0

KISACA MEVLEVİLİK TARİHÇESİ

Mevleviyye tarikatının kurucusu, 1207 tarihinde [1] dünyaya gelen mutasavvıf ve şair Mevlânâ Celâleddîn-i Rûmî’dir. (Mesnevî’nin girişinde kendi yazdığına göre, Muhammed bin Muhammed bin Hüseyin el-Belhî [2] ). 13. yy’da yaşayan Rûmî’nin, içinde bulunduğu coğrafya ve zaman itibariyle Moğol saldırılarına maruz kalan Anadolu Selçukluları, kardeş kavgaları ve entrikalar sebebiyle devlet gücü sarsılmış; 1237’de ortaya çıkan Babaî ayaklanmaları sonucunda bir çok bilgin, şâir ve mutasavvıf Anadolu’ya gelip yerleşmiş ve çeşitli tarikatların kurulup yayılmasına sebep olmuşlardır. Mevlana’da bu mutasavvıflardan biridir. [3] Ortamın, siyasal ve toplumsal olarak karışık olmasına rağmen, Mevlânâ’nın hoşgörüye dayanan söz ve düşüncelerinin insanlar arasında yayılması, onun geniş halk topluluklarınca benimsenmesine ve Mevlevîliğin doğmasına sebep olmuştur.[4]

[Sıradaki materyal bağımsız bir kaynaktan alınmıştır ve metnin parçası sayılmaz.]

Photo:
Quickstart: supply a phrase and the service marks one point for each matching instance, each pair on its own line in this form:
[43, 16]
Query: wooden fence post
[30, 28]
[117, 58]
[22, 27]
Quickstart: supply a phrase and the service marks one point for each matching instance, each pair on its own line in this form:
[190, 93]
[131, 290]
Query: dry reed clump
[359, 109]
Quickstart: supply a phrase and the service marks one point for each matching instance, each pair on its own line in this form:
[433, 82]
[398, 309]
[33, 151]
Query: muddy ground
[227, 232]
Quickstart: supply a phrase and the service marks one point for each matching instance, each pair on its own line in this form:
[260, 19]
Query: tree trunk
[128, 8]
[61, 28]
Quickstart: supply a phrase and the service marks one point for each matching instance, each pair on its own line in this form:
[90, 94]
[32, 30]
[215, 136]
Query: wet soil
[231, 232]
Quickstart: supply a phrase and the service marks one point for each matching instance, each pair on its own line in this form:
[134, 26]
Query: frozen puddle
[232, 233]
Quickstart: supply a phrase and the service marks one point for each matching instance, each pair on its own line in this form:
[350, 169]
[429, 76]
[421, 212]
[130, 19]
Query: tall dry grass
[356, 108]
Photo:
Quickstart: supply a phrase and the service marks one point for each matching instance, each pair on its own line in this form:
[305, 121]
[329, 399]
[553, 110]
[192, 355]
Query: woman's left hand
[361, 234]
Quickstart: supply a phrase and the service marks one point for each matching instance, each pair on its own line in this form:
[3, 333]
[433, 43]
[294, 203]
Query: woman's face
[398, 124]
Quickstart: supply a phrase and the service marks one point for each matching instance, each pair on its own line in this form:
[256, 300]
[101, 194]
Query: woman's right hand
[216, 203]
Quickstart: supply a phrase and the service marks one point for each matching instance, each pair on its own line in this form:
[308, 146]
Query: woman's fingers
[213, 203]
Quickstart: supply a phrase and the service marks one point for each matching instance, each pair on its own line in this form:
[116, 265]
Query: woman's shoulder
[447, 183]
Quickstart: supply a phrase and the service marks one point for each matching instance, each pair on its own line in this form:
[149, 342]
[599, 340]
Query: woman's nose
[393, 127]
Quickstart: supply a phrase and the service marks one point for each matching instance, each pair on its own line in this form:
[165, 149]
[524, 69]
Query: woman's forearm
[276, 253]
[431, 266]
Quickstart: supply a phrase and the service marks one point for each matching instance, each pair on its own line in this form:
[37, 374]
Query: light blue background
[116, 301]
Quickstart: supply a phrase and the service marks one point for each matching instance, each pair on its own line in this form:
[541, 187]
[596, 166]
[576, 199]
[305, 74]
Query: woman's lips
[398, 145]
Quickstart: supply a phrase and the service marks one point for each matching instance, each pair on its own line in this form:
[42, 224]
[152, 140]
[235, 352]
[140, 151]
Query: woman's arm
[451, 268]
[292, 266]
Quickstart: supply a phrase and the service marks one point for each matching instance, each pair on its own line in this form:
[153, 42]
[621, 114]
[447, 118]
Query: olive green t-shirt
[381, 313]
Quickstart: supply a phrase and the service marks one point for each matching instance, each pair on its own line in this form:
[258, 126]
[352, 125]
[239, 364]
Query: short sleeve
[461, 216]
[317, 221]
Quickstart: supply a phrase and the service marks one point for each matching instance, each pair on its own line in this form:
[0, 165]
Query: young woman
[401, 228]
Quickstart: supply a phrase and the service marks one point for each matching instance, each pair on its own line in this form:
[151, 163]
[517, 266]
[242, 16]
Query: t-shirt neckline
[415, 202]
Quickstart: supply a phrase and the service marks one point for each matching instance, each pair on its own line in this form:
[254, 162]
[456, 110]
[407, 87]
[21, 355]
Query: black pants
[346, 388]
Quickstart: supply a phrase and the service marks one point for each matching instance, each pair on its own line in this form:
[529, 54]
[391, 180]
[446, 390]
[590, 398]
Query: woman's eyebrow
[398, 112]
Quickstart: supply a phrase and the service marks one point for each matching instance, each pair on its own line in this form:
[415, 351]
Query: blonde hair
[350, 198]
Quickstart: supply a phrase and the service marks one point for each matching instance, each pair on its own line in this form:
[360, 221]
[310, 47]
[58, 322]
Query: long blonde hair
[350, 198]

Mevlevîlik tarikatı, Anadolu’daki Moğol hakimiyeti ile başlayarak, öncelikle Karamanoğulları ve ardından Ege’de Saruhanoğulları, Menteşeoğulları, Aydınoğulları gibi Anadolu’da kurulan diğer Türkmen beylikleri üzerinde etkili olmuş.[5]Daha sonra da Osmanlılar arasında yaygınlık kazanmış. Hatta, Germiyanoğlu Süleyman Şah, Sultan Veled’in kızı, Mevlânâ’nın torunu Mutahhara Hatunla evlenmiş, bu evlilikten dünyaya gelen kızı Devlet Hatun da, 1378 yılında Yıldırım Bayezid ile evlendirilmiş [6](Sakıb Dede, 1283: 524). Böylece Mevlevîlerle Osmanlı ailesi arasında bir akrabalık da oluşmuştur. Yukarıda bahsettiğimiz beylikler döneminde düzenlenen sema törenleri, pek çok kişinin tarikatla tanışmasına sebep olmuş; böylece bu beyliklerin himayesinde Mevlevîhaneler açılmıştır.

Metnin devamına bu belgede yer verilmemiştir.